La méthanisation, un processus naturel
La méthanisation est le résultat de la décomposition des végétaux. Celle-ci produit des gaz qu’il s’agit de capter et de filtrer pour en extraire l’eau, le souffre, l’ammoniac, les COV et le CO2. Pour accélérer ce processus naturel de dégradation, la matière est broyée avant d’être introduite dans une cuve en béton chauffée à 40 °C, additionnée d’eau et régulièrement agitée.
L’unité de Métha Baie est composée de deux cuves de 2 000 m3 et d’une infrastructure d’épuration valant à elle seule un million d’euro. Après filtrage, le gaz obtenu est composé à 98,5 % de CH4. Si la norme de conformité n’est pas respectée, GRDF coupe la vanne d’approvisionnement du réseau gaz de ville.
La matière non dégradée dans ce processus, le digestat, est réutilisée en engrais. Elle contient tous les éléments minéraux.
Accords gagnant-gagnant
Avec cette unité de méthanisation, Marin Belloir a trouvé un moyen de valoriser le fumier de cheval de son élevage. Mais cette ressource étant insuffisante pour assurer le fonctionnement de la centrale, il a fallu passer des accords gagnant-gagnant avec une cinquantaine d’apporteurs locaux. Ces derniers sont rémunérés pour nourrir les fermenteurs avec leurs déchets. Selon une table de conversion, ils récupèrent également la quantité d’azote apportée sous forme de digestat, pour amender leurs terres.
Parmi les plus gros apporteurs, Métha Baie compte sur le groupe Agrial et les producteurs de légumes de la baie du Mont-Saint-Michel, qui disposent d’un moyen de valoriser les produits non calibrés ou de mauvaise qualité. Les déchets de légumes représentent 40 % des apports, le fumier 30 %, l’ensilage 20 %…
À l’heure où l’indépendance énergétique devient une nécessité, le projet Métha Baie coche ainsi plusieurs cases vertueuses. D’abord en piégeant le méthane nocif pour la couche d’ozone, mais aussi en organisant toute une filière locale, sur un périmètre restreint.
La Caisse d’Epargne Normandie et Kiwaï dans le projet
Côté financement, Métha Baie s’est appuyé sur plusieurs partenaires pour boucler son budget de 5 millions d’euros (1).
La Caisse d’Epargne Normandie et la Banque Populaire Grand Ouest sont devenues par la suite banques prêteuses sur ce projet.

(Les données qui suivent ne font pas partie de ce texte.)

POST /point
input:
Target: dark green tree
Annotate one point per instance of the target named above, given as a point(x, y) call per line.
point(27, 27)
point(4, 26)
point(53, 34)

Pour augmenter l’apport personnel du jeune entrepreneur, la Caisse d’Epargne Normandie a par ailleurs activé sa plateforme de financement participatif Kiwaï. Grâce à ce crowdfunding éco-responsable normand, 100% garanti par la Caisse d’Epargne Normandie, Marin Belloir a pu lever 150 000 €… en 48 heures seulement !
(1) Parmi lesquels : Région Normandie, Europe, Bpifrance, Eiffel Gaz Vert.